Whoa. You guys, this dinner was AMAZING. Really, truly a masterpiece of food. Each dish was carefully prepared to highlight every delicate flavor and was obviously assembled by tiny elves. Everything was a beautiful array of colors, textures, and tastes. And the price reflected that.

A sampling of our dishes:

Dinner at O Ya - raw fish
  • Salmon Tartare, cucumber yogurt coulis, argon oil, dill
  • Dayboat scallop, sage tempura, olive oil bubbles, meyer lemon
  • Warm braised shiitake mushroom, anise hyssop, truffle honey sauce
  • Suzuki sea bass, spicy cucumber vinaigrette, avocado, cilantro
  • House smoked wagyu, yuzu soy

So look, I’ll post some of the pictures here and on Instagram and you’ll definitely be impressed. That’s what the internet is all about, right?

Raw Oysters at O Ya in Boston

Let's go deeper....

Back at the house, after eating at O Ya, I sprawled out on the couch, too satiated to move. Visions of fish, savory sauces, and sake danced in my mind and I started thinking about the resources that went into the meal.

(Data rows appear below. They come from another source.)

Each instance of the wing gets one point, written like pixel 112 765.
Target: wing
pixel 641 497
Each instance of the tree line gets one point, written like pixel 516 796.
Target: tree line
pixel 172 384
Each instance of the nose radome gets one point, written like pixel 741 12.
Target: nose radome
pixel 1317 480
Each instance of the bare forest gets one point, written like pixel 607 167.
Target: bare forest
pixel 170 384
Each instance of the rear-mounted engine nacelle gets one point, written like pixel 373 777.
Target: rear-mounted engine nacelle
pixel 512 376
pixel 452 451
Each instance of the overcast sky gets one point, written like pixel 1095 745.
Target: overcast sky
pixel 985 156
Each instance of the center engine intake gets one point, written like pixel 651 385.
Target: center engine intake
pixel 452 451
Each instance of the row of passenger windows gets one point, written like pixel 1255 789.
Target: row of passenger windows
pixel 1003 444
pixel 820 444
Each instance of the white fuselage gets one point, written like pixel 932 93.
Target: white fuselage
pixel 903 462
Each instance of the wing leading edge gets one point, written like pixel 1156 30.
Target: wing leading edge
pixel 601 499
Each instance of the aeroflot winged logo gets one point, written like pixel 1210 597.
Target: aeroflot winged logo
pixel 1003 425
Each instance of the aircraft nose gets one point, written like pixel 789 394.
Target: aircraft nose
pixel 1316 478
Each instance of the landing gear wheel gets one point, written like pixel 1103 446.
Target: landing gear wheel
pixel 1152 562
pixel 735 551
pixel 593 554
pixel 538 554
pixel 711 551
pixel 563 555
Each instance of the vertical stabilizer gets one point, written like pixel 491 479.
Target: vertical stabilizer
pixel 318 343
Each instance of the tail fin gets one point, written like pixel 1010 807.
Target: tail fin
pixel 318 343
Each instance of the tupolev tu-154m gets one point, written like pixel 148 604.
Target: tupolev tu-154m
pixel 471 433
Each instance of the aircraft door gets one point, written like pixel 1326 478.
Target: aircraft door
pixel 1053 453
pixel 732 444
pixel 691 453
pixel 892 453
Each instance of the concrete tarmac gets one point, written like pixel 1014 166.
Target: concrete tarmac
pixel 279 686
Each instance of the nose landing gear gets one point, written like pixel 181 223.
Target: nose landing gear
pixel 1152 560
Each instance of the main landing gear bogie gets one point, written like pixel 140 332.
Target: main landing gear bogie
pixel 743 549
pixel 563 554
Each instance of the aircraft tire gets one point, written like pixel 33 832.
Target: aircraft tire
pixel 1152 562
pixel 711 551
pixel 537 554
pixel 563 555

The raw materials were of the highest quality. Sushi fish like that definitely doesn’t meet any definition of the word local, in fact, it was probably flown in from Japan earlier that day. The Wagyu beef was supremely delicious, but the cow it came from was massaged regularly! How many hours of labor went into getting one cow ready to be eaten?

Delicious short rib at O Ya in Boston

Questions swirled in my head: Is eating this way detrimental? But how could anything that delectable be bad? Was this meal worse for the environment than my usual meals? Can high-end dining play a role in changing the food landscape? Are employees working in the high-end food chain treated any better than other food chain employees? Is it inappropriately extravagant to eat this way when there are so many people who can’t afford even cheap food?


Yes and no and everything in between.

Ultimately, although I thought about it intensely that night, and am still thinking about it, I don’t know the answers here.

Beautiful and delicious sushi at O Ya in Boston

I make food choices for myself 3 times a day every day and it is HARD to know what the “best” options are for sustainability. Even for me, and I read about this stuff A LOT. I feel pretty sure that I’m not choosing what’s best, whatever that may be. And even if I was picking the best options, would I know? How could I measure that? Unless I REALLY look for it, the information on where much of my food comes from isn't there. How far outside of my current lifestyle am I willing to go to choose better food options? What will I pay for that?


I strongly believe we need a system that makes eating clearer and easier. We need more transparency and better labor practices. We need high-quality animal welfare and more environmental regulation. 

On the road to that system, I will continue to be aware of my food choices. I will be conscientious and ask myself hard, uncomfortable questions about eating. I’ll bring them up here on my blog, a forum for what it means to eat sustainably and how that fits with my life. I’ll even solicit some responses from you all (got thoughts on this? Let me know).

Salmon Sushi at O Ya in Boston

So although my dinner at O Ya was memorable and delightful and I'm drooling while I think back to it, I can’t shake the feeling that for a sustainable food advocate, it might have been hypocritical.